Senior military officers, the analyst said, “are smart guys, but they do not have the daily pulse of the American public in their face. They tend to interpret politicians who give voice to it as being weak, but none of this works if the public gives up on it.

This is that classic where-you-stand-is-where-you-sit thing. But this phenomenon encapsulates very well the inertial force that a war possesses. Protracted wars fought by democracies ultimately last only until publics decide they ought to. I doubt that any military officer would disagree with that proposition, no matter his or her perspective on a given war. But I’ve heard people in the broader defense community dismiss, diminish or deride public opinion, and particularly poll figures, in a way that embraces the pat assumption that public opinion is something to be worked around, not grappled with. At a counterinsurgency conference sponsored by Marine Corps University recently, the author and Marine Vietnam veteran Bing West unfavorably compared Obama’s focus on health-care reform with his focus on Afghanistan. West might not have meant it this way, but 47 million Americans and approximately 30 million American citizens without health insurance is not something to diminish, whatever the requirements of a war. Indeed, it’s ultimately counterproductive for elements of the military community to ask for a commitment to Afghanistan that’s just plainly unsustainable, politically. And this seems to be something the defense community needs to grapple with further.

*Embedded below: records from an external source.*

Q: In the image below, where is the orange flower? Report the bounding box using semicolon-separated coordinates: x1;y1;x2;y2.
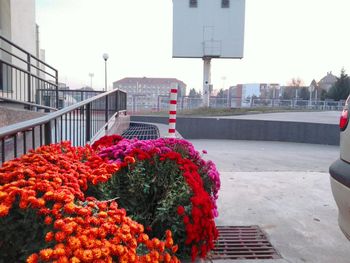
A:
124;156;135;164
0;204;10;217
82;249;94;261
45;232;55;242
69;257;81;263
39;248;53;261
55;231;66;242
27;254;39;263
44;216;52;225
64;202;75;214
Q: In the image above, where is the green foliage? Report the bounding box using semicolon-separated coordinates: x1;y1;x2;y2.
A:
326;68;350;101
299;87;310;100
216;89;225;98
0;204;50;263
188;88;201;98
89;156;196;255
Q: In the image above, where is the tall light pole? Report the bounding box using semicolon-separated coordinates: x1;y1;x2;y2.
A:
103;53;109;91
89;73;94;88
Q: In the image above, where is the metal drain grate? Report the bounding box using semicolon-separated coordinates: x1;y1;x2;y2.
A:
211;226;281;260
122;122;159;140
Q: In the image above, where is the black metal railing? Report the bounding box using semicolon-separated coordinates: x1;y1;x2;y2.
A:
37;88;103;109
0;90;127;163
0;35;59;108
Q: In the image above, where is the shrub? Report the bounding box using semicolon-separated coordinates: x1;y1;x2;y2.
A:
0;142;178;263
89;139;220;260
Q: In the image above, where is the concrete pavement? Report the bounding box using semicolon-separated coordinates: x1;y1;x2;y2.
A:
191;140;350;263
215;111;341;124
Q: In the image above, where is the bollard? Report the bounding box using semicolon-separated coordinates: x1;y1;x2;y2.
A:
168;83;177;138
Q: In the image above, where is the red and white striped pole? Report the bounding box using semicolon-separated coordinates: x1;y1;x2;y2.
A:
168;83;177;138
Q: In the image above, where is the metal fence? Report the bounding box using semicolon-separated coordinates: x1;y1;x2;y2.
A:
0;35;59;108
127;96;345;114
37;89;103;109
0;90;127;163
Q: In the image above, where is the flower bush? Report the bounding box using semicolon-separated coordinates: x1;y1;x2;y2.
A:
0;143;178;263
90;138;220;260
0;135;220;263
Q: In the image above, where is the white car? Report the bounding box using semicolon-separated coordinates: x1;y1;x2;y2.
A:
329;96;350;240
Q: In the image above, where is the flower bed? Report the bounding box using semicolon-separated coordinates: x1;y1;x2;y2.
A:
0;136;220;262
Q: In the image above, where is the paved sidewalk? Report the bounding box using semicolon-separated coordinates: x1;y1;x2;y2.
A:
215;111;341;124
191;140;350;263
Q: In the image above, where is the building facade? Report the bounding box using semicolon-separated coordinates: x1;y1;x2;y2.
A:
318;71;337;92
113;77;186;111
0;0;45;97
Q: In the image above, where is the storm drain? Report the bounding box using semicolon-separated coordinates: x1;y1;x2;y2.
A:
122;122;159;140
211;226;281;260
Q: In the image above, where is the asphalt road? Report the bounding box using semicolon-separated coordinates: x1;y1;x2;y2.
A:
191;140;350;263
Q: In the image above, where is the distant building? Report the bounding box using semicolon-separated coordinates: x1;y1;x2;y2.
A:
230;83;261;108
318;71;337;92
113;77;186;110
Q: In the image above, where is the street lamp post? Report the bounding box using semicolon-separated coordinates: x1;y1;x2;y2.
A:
103;53;109;91
89;73;94;88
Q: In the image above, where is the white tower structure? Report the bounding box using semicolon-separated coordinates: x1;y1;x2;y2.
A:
173;0;245;107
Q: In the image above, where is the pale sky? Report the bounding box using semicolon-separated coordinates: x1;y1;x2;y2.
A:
36;0;350;91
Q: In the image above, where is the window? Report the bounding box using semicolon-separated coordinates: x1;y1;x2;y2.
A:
0;62;4;90
221;0;230;8
190;0;198;7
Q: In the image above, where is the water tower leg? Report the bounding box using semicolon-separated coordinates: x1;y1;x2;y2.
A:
203;58;211;107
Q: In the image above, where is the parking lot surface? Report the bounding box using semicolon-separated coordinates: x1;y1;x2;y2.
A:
191;140;350;263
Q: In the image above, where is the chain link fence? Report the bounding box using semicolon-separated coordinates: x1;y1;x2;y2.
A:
127;95;345;114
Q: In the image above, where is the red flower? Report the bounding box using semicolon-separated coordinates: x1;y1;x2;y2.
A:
177;205;185;216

Second, I read the piece and just thought: think about how tense it might be between Obama and the military if Obama didn’t retain Bob Gates at the Pentagon. Very few defense secretaries have commanded the sheer respect that Gates possesses. That’s why he’s able to march into the Association of the U.S. Army conference and tell everyone — and the fact that it was coming from the SecDef to the Army was not lost on anyone — to keep their opinions out of the papers, and the reaction, as far as I can tell, hasn’t been, “What an arrogant asshole,” but, “Huh, Gates probably has a point here.” I’ve written extensively about Gates’ crucial swing-vote role in the Afghanistan debate, and I’ll have way more in a mammoth piece I filed last week that should be out in early November. (Seriously. Five thousand words.) Think about it: Gates ordered McChrystal to strip his resource recommendations from his strategy assessment; prevented McChrystal from testifying on the Hill until after Obama makes his strategy decision, lest he become a political football for the GOP; and has sent all these unsubtle signals that McChrystal will either have to make a very strong case for a troop increase or Gates will reject it. By any measurement I can think of, Obama simply would be in a much worse position viz. the institutional military if Gates wasn’t by his side — and, for that matter, would probably have made worse decisions. I kind of chuckle to myself every time I come upon a derisive mention of Gates in the progressive blogosphere. Guys: you’ll miss him when he’s gone.

Finally, Matthew Yglesias has typically smart insights into the barometric significance of why the “policy analyst” in NYT piece is granted anonymity.